A nossa reportagem usou a via de Albasine, onde só operam duas viaturas de transporte semicolectivo de passageiros, que circulam de manhã e à tarde. Apesar disso, ela é a preferida da população, talvez por ser a menos dispendiosa.

Eram sensivelmente 13 horas quando a primeira viatura de caixa aberta chegou à paragem da linha férrea, algures no bairro Albasine. Havia pessoas que se tinham feito àquele local às 9 horas.

“Aqui só operam dois ´chapas` e os transportadores circulam quando entendem e quando acham que há muitas senhoras que vão comprar peixe, camarão e caranguejo na praia de Gadzene. Os motoristas só pensam nas vendedoras, pouco se importam com passageiros comuns”.

Entre vários problemas da localidade de Gadzene, o maior é, certamente, o facto de os moradores serem transportados como se de mercadoria se tratasse. Mas, entre proibir e tolerar que pessoas sejam levadas de forma desumana, mais vale a segunda opção. E os visados justificam recorrendo ao adágio segundo o qual “na falta do melhor o pior serve”. “Antes vale viajarmos nestas condições do que desafiar 30 quilómetros a pé”.
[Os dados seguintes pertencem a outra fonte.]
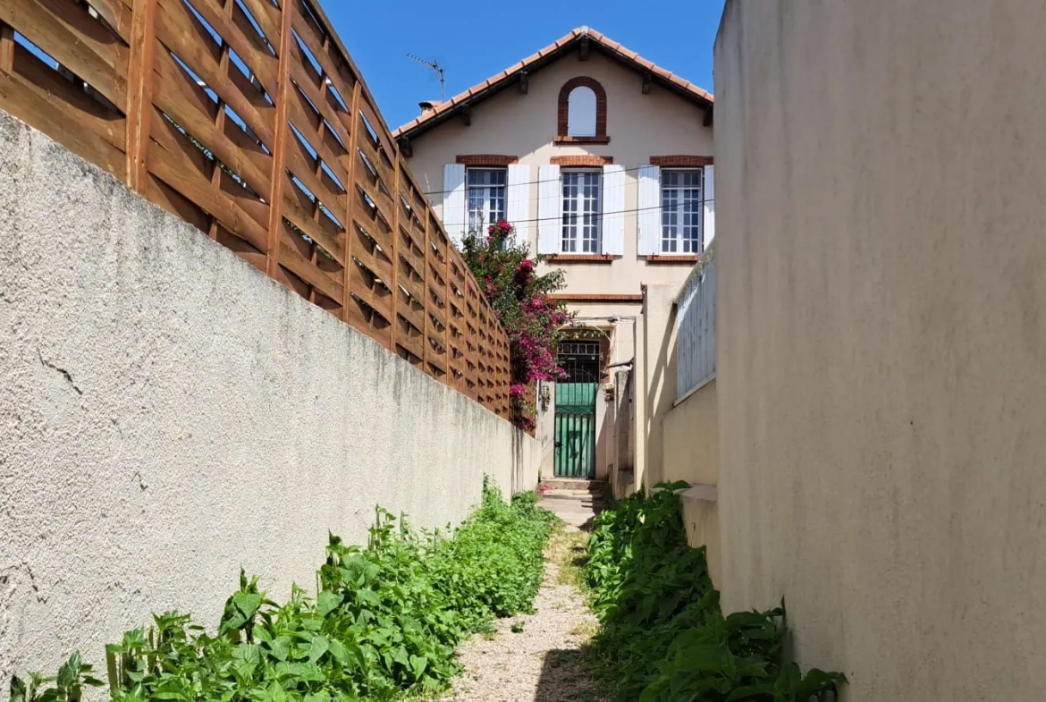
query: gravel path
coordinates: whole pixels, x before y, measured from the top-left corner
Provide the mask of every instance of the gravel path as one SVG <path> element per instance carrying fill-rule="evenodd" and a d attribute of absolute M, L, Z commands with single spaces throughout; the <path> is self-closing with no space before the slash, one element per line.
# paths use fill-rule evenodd
<path fill-rule="evenodd" d="M 571 528 L 571 527 L 568 527 Z M 582 535 L 552 537 L 545 556 L 545 579 L 535 614 L 495 624 L 494 636 L 476 636 L 460 651 L 464 673 L 445 698 L 454 702 L 604 702 L 588 672 L 582 647 L 596 630 L 585 597 L 570 582 L 570 560 Z M 513 632 L 522 625 L 523 630 Z"/>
A viagem Albasine-Gadzene era, afinal, apenas o início do calvário que parecia nunca ter fim. Os buracos na estrada tornavam a viagem mais penosa e arriscada. A única coisa que os passageiros pediam a Deus era que chegassem o mais rápido possível.

Vias de acesso degradadas

Se a estrada (de terra batida) estivesse em boas condições, o troço Albasine-Gadzene podia ser feito em menos de 30 minutos. Mas isso não passa de um sonho. Por enquanto, viajar por aquela rodovia é um risco autêntico. Vezes há em que as viaturas se enterram nas covas e, quando se trata de um “chapa”, os passageiros são obrigados a descer para diminuir o peso e empurrá-las.

A cada declive que por que se passa fica-se com a sensação de que o carro está a capotar. “Nós já estamos acostumadas a viajar nestas condições, passamos por esta situação todos os dias. Há dias em que viajamos por baixo da chuva, molhamos e, o pior ainda, a estrada fica toda alagada e a transitabilidade torna-se mais difícil”, comentam os passageiros quando questionados sobre as condições em que fazem aquele trajecto.